Is Composting the Only Option for FOGO?
New Technologies driving economic value

Tuesday 23 November 2021

The recovery of co-collected food and garden organics (FOGO) is becoming a widespread trend across Australia, gaining significant momentum with the public and councils.

To meet this demand, the recycled organics sector and the composting industry have grown exponentially, with organics recycling increasing from 5.15 million tonnes in 2006/07 to almost 7 million tonnes in 2018/19. Despite this shift, by weight, up to halfof the average red bin disposed to landfill is still food and garden organics.

To help drive improvements in recycling rates for municipal and commercial / industrial wastes, recovery of FOGO is considered critical. By 2030, the NSW State Government will implement compulsory FOGO collections by all councils, with other states and territories following suit by rapidly employing various FOGO collection and recycling programs.

As FOGO implementation escalates across the nation, the AIEN sets out to explore opportunities and technologies beyond the well demonstrated options of windrow and in-vessel composting.

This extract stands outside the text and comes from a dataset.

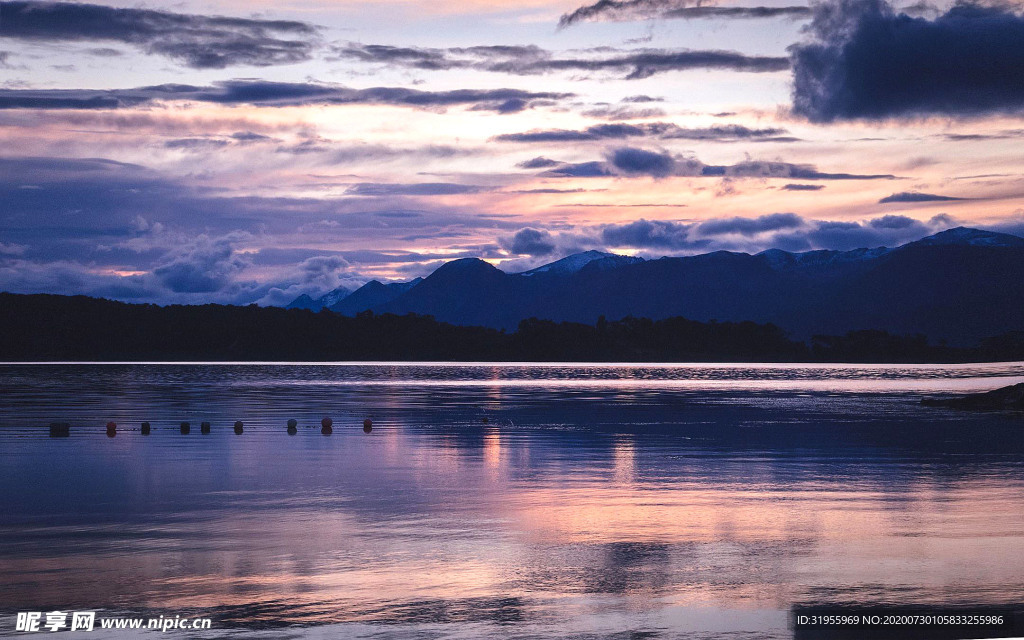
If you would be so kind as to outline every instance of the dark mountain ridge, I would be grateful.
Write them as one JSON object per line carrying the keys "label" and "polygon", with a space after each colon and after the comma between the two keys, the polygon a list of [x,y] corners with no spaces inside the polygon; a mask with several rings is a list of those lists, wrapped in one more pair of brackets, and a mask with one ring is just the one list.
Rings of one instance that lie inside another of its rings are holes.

BioPlastics: Separating fact and fiction

Tuesday 21 September 2021

Across the country, there is momentum at the local, state and national level to tackle the issue of plastic litter in the environment and to make consumer packaging more recyclable. To achieve the various targets set, bioplastics, or plastics made from natural biodegradable material, will play an important role in society. Question being, how do we manage these materials, so they don’t impact the existing collection systems and infrastructure the country has for conventional plastic recycling? Will bioplastics deliver the environmental benefits that governments are seeking to achieve?